The End of Russian Energy Terrorism
For too long now, the Putin regime has been terrorizing Eastern Europe, Central Asia and the West with energy warfare, little different from what Al Qaeda does with bombs. At last, though, the tide seems to be turning on this pathetic last-ditch effort of the Russian Kremlin to once again dominate the globe.
At the recent World Gas Conference in Buenos Aires, the world learned that exciting new sources of natural gas are being developed in response to rising prices, which in turn in part result from Russian energy terrorism. The Telegraph reports: “If the new forecasts are accurate, Gazprom is not going to be the perennial cash cow funding Russia’s great power resurgence. Russia’s budget may be in structural deficit.”
Writing in the Financial Times, David Clark of the Russia Foundation, lays out the details of Russia’s horrifying miscalculation regarding energy. He notes that Russia has just rejected the Energy Charter Treaty, which would apply the rule of law to international energy transactions, because “there is no room” in Putin’s vision of worldwide energy terrorism “for the niceties of international law or respect for property rights.” But Clark calls this tactic “unsustainable” over the long haul, and points out that it could lead Russia as a nation over the precipice of ruin.

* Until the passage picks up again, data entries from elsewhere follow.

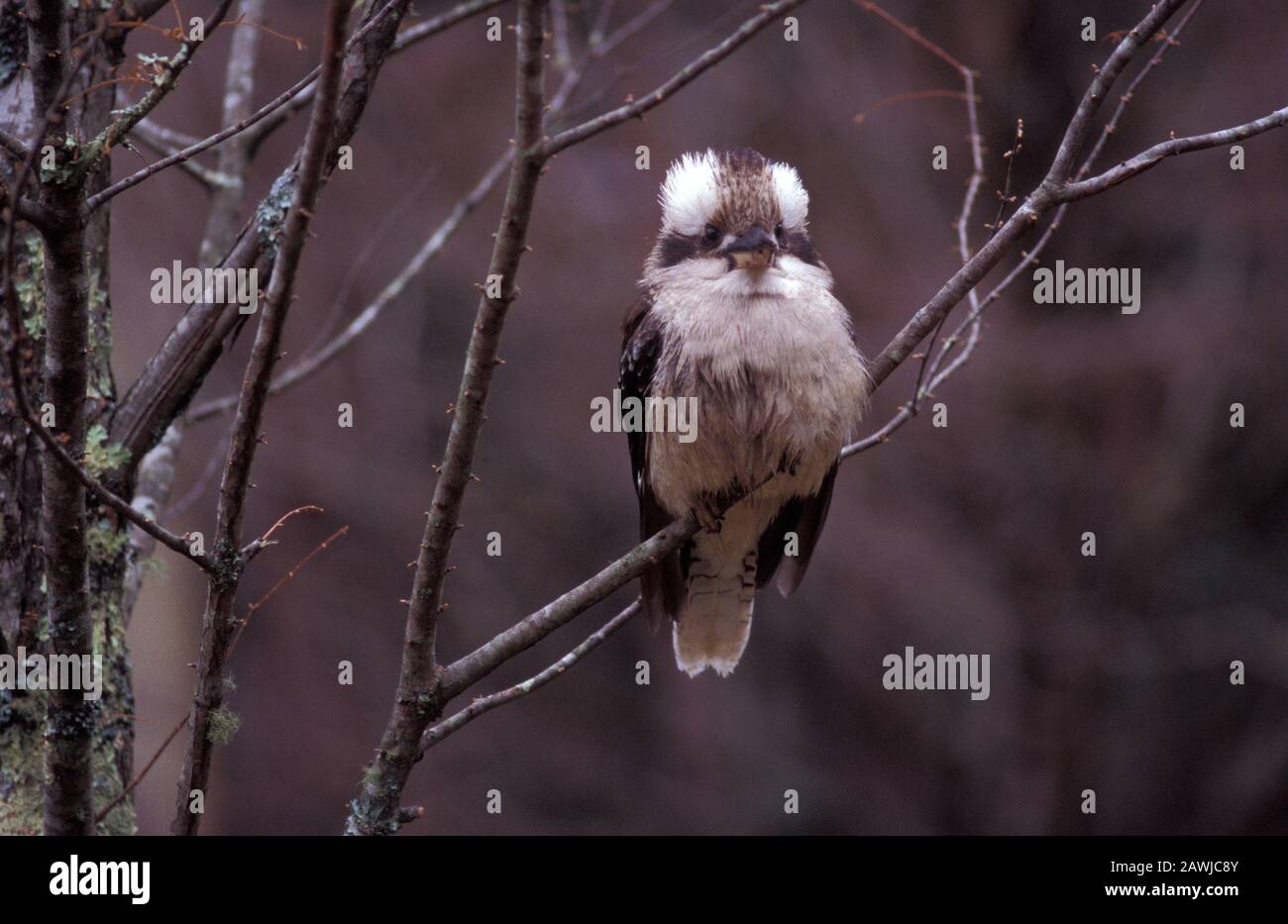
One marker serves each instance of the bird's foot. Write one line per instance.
(706, 511)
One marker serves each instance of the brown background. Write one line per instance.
(1107, 673)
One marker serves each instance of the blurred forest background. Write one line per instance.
(1108, 673)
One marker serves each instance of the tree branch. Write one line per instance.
(458, 721)
(161, 88)
(686, 76)
(191, 349)
(375, 809)
(419, 696)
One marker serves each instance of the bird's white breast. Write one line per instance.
(773, 364)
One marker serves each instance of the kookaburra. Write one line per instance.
(737, 312)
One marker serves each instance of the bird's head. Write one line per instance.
(735, 211)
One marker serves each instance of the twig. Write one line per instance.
(454, 679)
(241, 628)
(196, 343)
(218, 624)
(419, 699)
(686, 76)
(458, 721)
(161, 86)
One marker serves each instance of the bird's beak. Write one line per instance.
(751, 250)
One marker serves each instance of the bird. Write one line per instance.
(735, 310)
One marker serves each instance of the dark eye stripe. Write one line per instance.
(674, 249)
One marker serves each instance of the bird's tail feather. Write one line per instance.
(712, 631)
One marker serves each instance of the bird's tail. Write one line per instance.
(712, 631)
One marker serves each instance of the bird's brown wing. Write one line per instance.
(662, 585)
(804, 516)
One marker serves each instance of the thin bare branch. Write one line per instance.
(686, 76)
(161, 86)
(458, 721)
(218, 623)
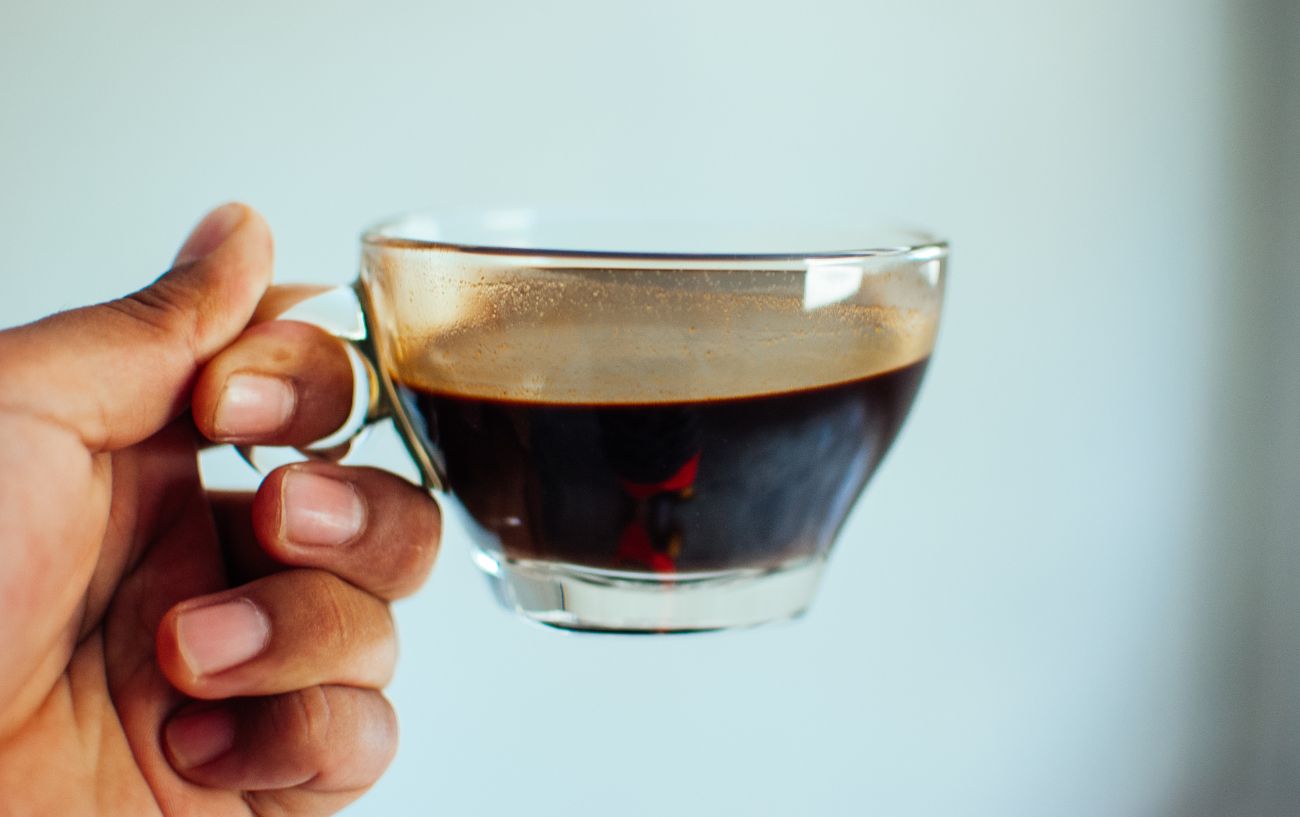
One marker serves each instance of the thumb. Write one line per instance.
(117, 372)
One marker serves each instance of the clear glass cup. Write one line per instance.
(648, 426)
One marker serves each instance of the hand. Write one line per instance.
(165, 651)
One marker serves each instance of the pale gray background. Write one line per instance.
(1070, 589)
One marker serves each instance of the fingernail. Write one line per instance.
(320, 511)
(252, 405)
(222, 635)
(211, 233)
(200, 736)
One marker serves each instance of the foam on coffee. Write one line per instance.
(640, 336)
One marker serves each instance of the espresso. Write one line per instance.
(667, 487)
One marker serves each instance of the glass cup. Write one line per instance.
(646, 427)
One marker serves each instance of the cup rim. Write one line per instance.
(917, 245)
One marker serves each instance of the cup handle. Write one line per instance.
(339, 312)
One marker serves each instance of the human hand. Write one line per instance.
(163, 649)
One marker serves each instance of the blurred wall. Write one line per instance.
(1071, 587)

Even the Russian government itself acknowledges the state is far too dependent on energy prices, yet this move further isolates Russia from international markets and literally puts all its economic eggs in the energy basket.
It’s not a sturdy basket. As Clark points out, Russia’s pandemic corruption and inefficiency mean it has increasingly greater trouble with extraction of fuel from its frozen, remote fields. Foreign investment is crucial to increase technology and efficiency, but Russia is repudiating that investment by rejecting international law.

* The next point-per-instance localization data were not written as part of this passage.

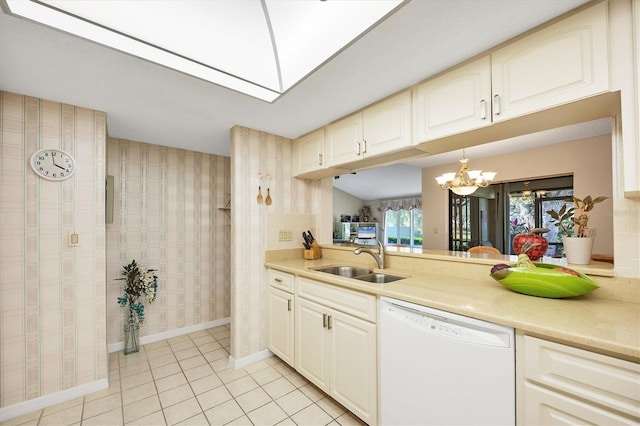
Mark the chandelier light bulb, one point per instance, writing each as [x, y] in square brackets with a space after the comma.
[465, 181]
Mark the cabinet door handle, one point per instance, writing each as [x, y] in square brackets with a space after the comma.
[483, 109]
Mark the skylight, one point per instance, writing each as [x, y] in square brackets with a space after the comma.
[261, 48]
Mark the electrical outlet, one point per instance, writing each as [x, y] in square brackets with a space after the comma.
[285, 235]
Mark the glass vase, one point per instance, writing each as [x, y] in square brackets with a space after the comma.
[131, 337]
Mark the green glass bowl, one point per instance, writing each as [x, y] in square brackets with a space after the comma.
[545, 280]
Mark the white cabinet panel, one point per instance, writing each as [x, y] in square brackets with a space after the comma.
[387, 125]
[379, 129]
[308, 153]
[566, 61]
[546, 407]
[281, 324]
[337, 351]
[455, 102]
[312, 346]
[567, 385]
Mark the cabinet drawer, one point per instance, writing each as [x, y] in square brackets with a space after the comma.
[348, 301]
[546, 407]
[600, 379]
[281, 280]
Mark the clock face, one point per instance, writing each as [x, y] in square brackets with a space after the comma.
[53, 164]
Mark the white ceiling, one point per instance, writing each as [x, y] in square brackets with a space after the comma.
[258, 47]
[149, 103]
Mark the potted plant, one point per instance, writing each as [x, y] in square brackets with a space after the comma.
[579, 246]
[141, 283]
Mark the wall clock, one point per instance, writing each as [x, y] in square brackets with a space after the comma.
[53, 164]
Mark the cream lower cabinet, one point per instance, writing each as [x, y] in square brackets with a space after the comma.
[281, 319]
[563, 385]
[336, 350]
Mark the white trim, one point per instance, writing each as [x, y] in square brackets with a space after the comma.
[41, 402]
[248, 360]
[118, 346]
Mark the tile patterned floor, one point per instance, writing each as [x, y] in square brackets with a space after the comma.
[186, 380]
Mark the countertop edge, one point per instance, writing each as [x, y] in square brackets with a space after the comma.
[413, 290]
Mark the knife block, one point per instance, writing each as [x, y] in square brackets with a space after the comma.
[314, 252]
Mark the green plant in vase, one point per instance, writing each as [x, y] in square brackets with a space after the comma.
[141, 283]
[576, 215]
[574, 221]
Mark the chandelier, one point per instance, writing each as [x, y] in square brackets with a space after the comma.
[466, 181]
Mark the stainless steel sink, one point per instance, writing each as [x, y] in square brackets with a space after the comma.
[343, 271]
[358, 273]
[378, 278]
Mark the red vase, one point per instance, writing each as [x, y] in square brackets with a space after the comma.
[535, 252]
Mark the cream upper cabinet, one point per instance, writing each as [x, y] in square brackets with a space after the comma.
[562, 385]
[343, 140]
[457, 101]
[308, 152]
[336, 344]
[564, 62]
[379, 129]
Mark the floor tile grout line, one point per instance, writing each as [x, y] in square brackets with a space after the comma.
[284, 373]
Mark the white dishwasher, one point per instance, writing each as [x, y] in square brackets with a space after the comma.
[440, 368]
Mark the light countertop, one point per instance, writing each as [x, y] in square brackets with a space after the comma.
[611, 327]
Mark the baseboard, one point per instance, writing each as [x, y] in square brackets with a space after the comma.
[41, 402]
[248, 360]
[118, 346]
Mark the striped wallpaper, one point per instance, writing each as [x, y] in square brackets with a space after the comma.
[52, 295]
[166, 216]
[254, 152]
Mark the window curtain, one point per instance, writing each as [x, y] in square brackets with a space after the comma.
[402, 204]
[395, 205]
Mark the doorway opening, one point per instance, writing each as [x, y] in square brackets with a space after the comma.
[494, 215]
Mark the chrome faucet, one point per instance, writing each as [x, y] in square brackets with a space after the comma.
[378, 257]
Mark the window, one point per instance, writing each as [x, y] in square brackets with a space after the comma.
[403, 227]
[492, 216]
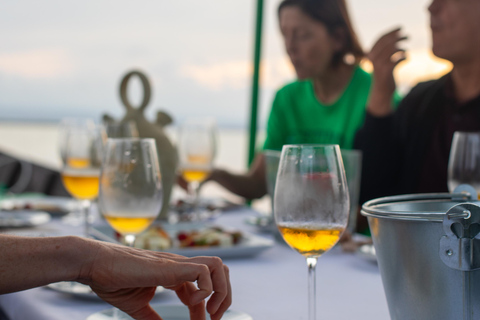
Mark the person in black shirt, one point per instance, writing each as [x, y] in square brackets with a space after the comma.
[407, 150]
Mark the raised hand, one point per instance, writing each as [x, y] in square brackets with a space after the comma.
[385, 56]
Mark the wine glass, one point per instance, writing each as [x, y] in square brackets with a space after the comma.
[464, 160]
[130, 186]
[311, 203]
[65, 125]
[81, 163]
[197, 148]
[127, 129]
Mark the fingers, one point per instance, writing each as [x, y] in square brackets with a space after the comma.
[212, 276]
[220, 282]
[386, 52]
[184, 292]
[227, 301]
[145, 313]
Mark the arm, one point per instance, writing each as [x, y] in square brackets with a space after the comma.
[250, 185]
[112, 271]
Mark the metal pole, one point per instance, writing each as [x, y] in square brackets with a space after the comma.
[255, 82]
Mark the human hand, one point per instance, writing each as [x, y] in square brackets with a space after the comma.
[385, 56]
[127, 278]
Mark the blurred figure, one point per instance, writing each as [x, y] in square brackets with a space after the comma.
[112, 271]
[20, 176]
[407, 151]
[327, 102]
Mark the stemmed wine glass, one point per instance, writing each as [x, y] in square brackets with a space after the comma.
[311, 203]
[130, 186]
[464, 161]
[197, 147]
[81, 155]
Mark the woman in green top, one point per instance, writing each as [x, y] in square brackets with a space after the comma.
[327, 102]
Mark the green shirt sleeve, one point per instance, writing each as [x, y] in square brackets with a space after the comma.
[274, 139]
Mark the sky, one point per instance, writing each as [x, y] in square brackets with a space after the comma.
[66, 58]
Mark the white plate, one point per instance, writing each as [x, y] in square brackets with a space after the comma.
[19, 219]
[56, 206]
[367, 251]
[249, 245]
[169, 312]
[80, 290]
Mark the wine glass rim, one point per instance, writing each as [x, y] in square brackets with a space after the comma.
[312, 145]
[467, 133]
[130, 139]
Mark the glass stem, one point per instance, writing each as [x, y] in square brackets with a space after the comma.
[86, 213]
[311, 263]
[130, 240]
[195, 198]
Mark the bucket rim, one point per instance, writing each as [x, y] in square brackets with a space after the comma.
[372, 208]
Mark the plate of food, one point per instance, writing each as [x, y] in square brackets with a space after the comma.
[194, 239]
[55, 206]
[168, 312]
[80, 290]
[22, 219]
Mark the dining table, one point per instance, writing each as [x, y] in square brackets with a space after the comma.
[270, 284]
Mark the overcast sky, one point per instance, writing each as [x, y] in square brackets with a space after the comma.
[66, 58]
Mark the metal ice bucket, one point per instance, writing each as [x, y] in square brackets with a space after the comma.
[428, 251]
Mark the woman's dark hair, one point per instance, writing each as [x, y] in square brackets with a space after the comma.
[334, 15]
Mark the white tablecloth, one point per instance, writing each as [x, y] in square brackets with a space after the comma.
[272, 285]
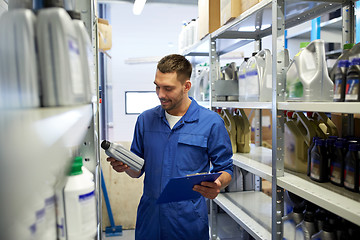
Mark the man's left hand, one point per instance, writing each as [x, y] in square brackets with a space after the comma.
[208, 189]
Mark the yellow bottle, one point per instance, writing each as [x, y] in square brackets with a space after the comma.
[243, 131]
[230, 127]
[298, 136]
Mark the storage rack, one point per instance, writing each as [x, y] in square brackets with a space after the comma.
[272, 18]
[47, 137]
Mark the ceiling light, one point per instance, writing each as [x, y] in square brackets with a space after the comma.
[138, 6]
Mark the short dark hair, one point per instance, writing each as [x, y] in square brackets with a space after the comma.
[176, 63]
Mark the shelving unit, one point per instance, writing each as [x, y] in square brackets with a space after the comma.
[265, 19]
[251, 210]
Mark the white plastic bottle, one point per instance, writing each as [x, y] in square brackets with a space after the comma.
[86, 54]
[259, 77]
[19, 87]
[242, 80]
[80, 205]
[59, 57]
[307, 78]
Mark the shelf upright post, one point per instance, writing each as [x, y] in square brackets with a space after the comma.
[214, 69]
[278, 83]
[214, 75]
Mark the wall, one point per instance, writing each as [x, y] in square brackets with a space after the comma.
[152, 34]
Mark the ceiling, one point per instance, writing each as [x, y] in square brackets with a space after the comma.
[184, 2]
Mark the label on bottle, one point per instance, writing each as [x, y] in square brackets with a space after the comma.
[337, 88]
[88, 213]
[349, 177]
[75, 67]
[315, 168]
[296, 89]
[252, 82]
[352, 89]
[335, 172]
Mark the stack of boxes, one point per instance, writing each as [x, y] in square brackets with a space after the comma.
[215, 13]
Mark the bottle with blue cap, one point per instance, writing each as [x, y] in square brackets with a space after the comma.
[337, 163]
[352, 81]
[351, 171]
[319, 162]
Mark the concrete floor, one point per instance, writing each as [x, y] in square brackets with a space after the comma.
[228, 229]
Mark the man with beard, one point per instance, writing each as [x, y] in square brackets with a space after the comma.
[175, 139]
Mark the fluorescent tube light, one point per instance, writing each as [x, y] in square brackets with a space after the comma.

Clark makes the crucial point that the development of new energy resources is not the only serious pressure Russia will Face. It must also deal with “the EU’s drive to liberalise its energy market by forcing a separation of production and supply activities and building the interconnectors needed to switch energy supplies rapidly across Europe. Properly implemented, these measures will neutralise Russian strategies of vertical integration and market segmentation while encouraging new suppliers to enter the market.”
The comes his devastating conclusion:
In its zeal to recover lost global status, Russia has over-played the energy card in a way that threatens to destroy demand for its own primary export. The second gas war with Ukraine earlier this year forced a widespread rethink about the level of European dependency on Russian supplies and accelerated the search for alternatives. After Russia’s rejection of the guarantees contained in the ECT, investors may now follow suit and look for less risky options for a return on their capital. If so, Russia’s potential as an energy superpower will remain unrealised and it will pay a heavy economic penalty in lost revenues and flagging growth. The Putin model is broken and sooner or later Russia will have to prove its worth as a reliable energy partner by signing up once again to the ECT or something very much like it.
In other words, Russia’s days as a nation of energy terrorists are numbered.